While there has been considerable progress on these objectives for simple monogenic disease conditions (7), such progress has been slow for complex poly- and omnigenic disease conditions (5, 8, 9). The main reason for the relatively low progress in complex conditions is often attributed to the lag between the technologies to collect such vast amounts of biomolecular data and the techniques to analyze and understand such data (10). Current technologies can measure vast amounts of data on simple as well as on complex disease conditions. However, complex conditions presumably have multifaceted underlying biological pathways that the current techniques are unable to model from the available large-scale data sources (9, 11, 12).

Advancements in biotechnology offer the possibility to routinely collect, store and analyze high-dimensional omics data. The high-dimensionality of such biomolecular data refers to the routine practice of collecting biomarkers and disease phenotypes (i.e., biomolecular variables) on a large-scale, often measured in the thousands to millions, while the number of available samples (i.e., patients) is usually measured mostly in the hundreds (i.e., variables >> samples). The collection and analysis of vast numbers of biomolecular variables is hoped to help biomedical scientists to better understand the human condition in terms of health and disease. The main goal of omics data analysis is to model biological pathways in biomolecular data sources in such a way that the biological pathways best model the genetic architecture and the overall underlying biology of disease conditions (8). The resulting biological pathway models then can be used to understand the mechanisms and etiology of disease conditions and ultimately be used to improve our ability to treat such conditions. In light of these possibilities, many scientists believe that personalized medicine at an extremely detailed molecular scale will be possible in the near future (13, 14).

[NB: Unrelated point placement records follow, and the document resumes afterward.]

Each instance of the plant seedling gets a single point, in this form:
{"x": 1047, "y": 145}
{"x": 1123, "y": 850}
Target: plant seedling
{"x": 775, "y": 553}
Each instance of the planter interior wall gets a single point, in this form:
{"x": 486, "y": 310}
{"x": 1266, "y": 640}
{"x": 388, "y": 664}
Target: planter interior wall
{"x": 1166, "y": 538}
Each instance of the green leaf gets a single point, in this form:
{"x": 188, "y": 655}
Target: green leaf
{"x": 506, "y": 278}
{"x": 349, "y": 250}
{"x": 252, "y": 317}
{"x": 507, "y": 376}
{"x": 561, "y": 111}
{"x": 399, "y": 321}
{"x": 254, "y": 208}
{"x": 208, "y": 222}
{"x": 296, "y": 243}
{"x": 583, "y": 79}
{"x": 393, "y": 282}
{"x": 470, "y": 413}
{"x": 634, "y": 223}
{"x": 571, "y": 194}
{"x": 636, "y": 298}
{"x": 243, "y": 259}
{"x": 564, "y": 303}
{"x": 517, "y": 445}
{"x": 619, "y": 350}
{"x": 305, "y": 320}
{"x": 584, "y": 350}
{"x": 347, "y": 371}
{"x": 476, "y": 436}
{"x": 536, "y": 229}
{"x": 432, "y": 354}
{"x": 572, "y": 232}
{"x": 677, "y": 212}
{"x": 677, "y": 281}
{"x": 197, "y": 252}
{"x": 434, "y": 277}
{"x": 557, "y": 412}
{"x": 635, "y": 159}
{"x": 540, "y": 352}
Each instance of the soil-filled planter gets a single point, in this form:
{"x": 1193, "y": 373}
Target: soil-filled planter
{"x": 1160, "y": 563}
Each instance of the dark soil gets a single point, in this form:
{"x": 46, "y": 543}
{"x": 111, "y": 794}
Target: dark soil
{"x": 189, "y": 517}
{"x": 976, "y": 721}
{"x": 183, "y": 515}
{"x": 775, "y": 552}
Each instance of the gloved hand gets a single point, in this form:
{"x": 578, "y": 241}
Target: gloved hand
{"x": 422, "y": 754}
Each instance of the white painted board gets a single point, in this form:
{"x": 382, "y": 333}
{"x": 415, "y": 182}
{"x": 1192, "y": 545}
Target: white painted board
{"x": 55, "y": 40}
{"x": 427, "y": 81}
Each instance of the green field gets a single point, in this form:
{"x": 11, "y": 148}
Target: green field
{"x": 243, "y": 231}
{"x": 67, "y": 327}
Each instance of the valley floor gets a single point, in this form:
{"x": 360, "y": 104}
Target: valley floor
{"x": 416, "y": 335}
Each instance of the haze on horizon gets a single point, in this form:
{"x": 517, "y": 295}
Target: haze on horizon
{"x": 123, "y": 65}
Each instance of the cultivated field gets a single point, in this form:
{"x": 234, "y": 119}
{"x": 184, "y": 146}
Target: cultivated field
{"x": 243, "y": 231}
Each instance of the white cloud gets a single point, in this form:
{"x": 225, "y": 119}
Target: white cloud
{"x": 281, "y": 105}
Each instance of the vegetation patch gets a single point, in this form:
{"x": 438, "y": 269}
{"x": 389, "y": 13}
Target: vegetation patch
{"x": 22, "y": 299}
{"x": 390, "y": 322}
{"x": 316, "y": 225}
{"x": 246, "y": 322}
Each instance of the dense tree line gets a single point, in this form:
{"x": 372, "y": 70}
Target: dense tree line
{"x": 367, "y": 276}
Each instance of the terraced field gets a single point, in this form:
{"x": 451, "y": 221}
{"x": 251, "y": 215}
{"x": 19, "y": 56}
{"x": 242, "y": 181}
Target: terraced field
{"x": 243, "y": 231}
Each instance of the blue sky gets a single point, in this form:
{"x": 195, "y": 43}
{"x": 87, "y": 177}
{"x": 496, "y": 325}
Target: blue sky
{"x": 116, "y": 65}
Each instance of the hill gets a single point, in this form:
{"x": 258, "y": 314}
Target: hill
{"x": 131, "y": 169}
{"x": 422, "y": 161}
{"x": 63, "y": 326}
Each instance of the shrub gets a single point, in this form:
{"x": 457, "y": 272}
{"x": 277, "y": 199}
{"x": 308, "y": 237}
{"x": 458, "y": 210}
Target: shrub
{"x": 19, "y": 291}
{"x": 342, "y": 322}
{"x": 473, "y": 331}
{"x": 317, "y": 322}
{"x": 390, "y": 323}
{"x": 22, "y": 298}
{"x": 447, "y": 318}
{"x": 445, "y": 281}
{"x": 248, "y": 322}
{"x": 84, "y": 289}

This chapter provides an overview of the development of techniques that are aimed at analyzing and understanding large-scale biomolecular data, with emphasis on multivariate techniques for omics data analysis. Multivariate techniques can: (i) handle the simultaneous analysis of multiple high-dimensional omics data sources, (ii) provide biologically interpretable results, (iii) have well-defined objective functions (no-black box methods) and (iv) preferably have open source software implementations. A perspective on the gap between the technologies that collect, store and manage large-scale biomolecular data and the techniques that analyze and understand such data (i.e., the technology-technique gap) is provided. The four periods in the history of omics data analysis (Table 1) that are well distinguishable in terms of paradigm shifts and the way the biomedical scientific community approaches large-scale biomolecular data are described. Although there are various statistical methods available to analyze omics data, many of them do not meet certain requirements. Thus, the so-called supervised machine learning techniques, which require labeled data for classification (15, 16), are excluded. An excellent review that describes supervised and unsupervised techniques can be found in Ref. (17). Also, methods that can be considered multivariate techniques but do not have well-defined objective functions are excluded (12, 1820). Overall reviews on multivariate techniques for omics data analysis can be found in Refs. (14, 2125).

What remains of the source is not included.